Ex. 6.11

Ex. 6.11

Show that for the Gaussian mixture model (6.32) the likelihood is maximized at \(+\infty\), and describe how.

Soln. 6.11

Recall that

\[\begin{equation} f(x) = \sum_{m=1}^M\alpha_m\phi(x;\mu_m,\bm{\Sigma}_m)\non \end{equation}\]

with \(\sum_{m=1}^M\alpha_m=1\) and

\[\begin{equation} \phi(x;\mu_m,\bm{\Sigma}_m) = (2\pi)^{-\frac{d}{2}}\text{det}(\bm{\Sigma})^{-\frac{1}{2}}e^{-\frac{1}{2}(x-\mu_m)^T\bm{\Sigma}_m^{-1}(x-\mu_m)}.\non \end{equation}\]
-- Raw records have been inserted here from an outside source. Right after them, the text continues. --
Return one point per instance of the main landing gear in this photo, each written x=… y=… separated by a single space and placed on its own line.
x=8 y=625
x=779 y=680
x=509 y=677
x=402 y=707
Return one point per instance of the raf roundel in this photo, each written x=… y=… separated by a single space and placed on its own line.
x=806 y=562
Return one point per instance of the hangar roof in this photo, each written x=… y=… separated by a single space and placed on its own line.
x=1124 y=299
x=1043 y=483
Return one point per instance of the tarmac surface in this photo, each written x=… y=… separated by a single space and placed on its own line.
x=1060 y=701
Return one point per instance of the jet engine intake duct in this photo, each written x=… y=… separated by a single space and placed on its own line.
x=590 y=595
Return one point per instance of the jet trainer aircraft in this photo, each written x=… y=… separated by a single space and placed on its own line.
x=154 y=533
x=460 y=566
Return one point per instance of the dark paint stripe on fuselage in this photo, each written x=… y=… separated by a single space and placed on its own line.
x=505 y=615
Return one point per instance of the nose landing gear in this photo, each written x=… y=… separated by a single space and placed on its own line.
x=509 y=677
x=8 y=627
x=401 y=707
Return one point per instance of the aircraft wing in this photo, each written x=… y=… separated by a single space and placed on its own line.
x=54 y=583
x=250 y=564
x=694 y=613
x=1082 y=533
Suppose that \(M > 1\). Without loss of generality, assume that \(\bm{\Sigma}_m = \sigma_m\bb{I}\). Given \(N \ge 1\) observations, the density becomes

\[\begin{equation} \prod_{i=1}^Nf(x_i) \propto \prod_{i=1}^N\left(\sum_{m=1}^M\alpha_m \sigma_m^{-\frac{d}{2}}e^{-\frac{(x_i-\mu_m)^T(x_i-\mu_m)}{2\sigma_m^d}}\right). \non \end{equation}\]
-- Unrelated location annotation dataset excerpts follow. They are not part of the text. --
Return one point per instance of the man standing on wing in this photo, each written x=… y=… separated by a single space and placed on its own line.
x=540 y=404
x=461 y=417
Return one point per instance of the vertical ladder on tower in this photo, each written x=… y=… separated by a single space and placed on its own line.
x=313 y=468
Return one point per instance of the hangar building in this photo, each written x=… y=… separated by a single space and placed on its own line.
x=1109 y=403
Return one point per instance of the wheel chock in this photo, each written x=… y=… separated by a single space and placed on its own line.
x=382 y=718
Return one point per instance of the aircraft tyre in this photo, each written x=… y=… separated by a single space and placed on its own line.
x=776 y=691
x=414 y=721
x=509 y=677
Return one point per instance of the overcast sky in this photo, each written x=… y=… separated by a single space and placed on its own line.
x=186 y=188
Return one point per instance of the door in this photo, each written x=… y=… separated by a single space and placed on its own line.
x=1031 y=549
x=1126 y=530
If \(x_i = \mu_m\) for some \(1\le i\le N\) and \(1\le m \le M\), then it's density term reduces to

\[\begin{equation} \alpha_m \sigma_m^{-\frac{d}{2}}\non \end{equation}\]
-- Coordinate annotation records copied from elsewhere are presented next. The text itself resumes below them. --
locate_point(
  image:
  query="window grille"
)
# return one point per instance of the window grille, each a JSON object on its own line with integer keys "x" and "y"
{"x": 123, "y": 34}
and we can let \(\sigma_m\ra 0\) so that \(\prod_{i=1}^Nf(x_i)\ra\infty\).

The case when \(M=1\) (a single Gaussian model without mixture) worth some discussions. For simplicity let's consider the 1-dimensional case, that is, \(d=1\). Given \(N > 1\) observations, the density becomes proportional to

\[\begin{equation} \frac{1}{\sigma^N}e^{-\frac{\sum_{i=1}^N(x_i-\mu)^2}{2\sigma^2}}.\non \end{equation}\]

In this case, as long as \(x_i\neq \mu\) for at least one \(i\in \{1,...,N\}\), the density does not explode when \(\sigma\ra 0\) because the exponential term dominates the convergence rate.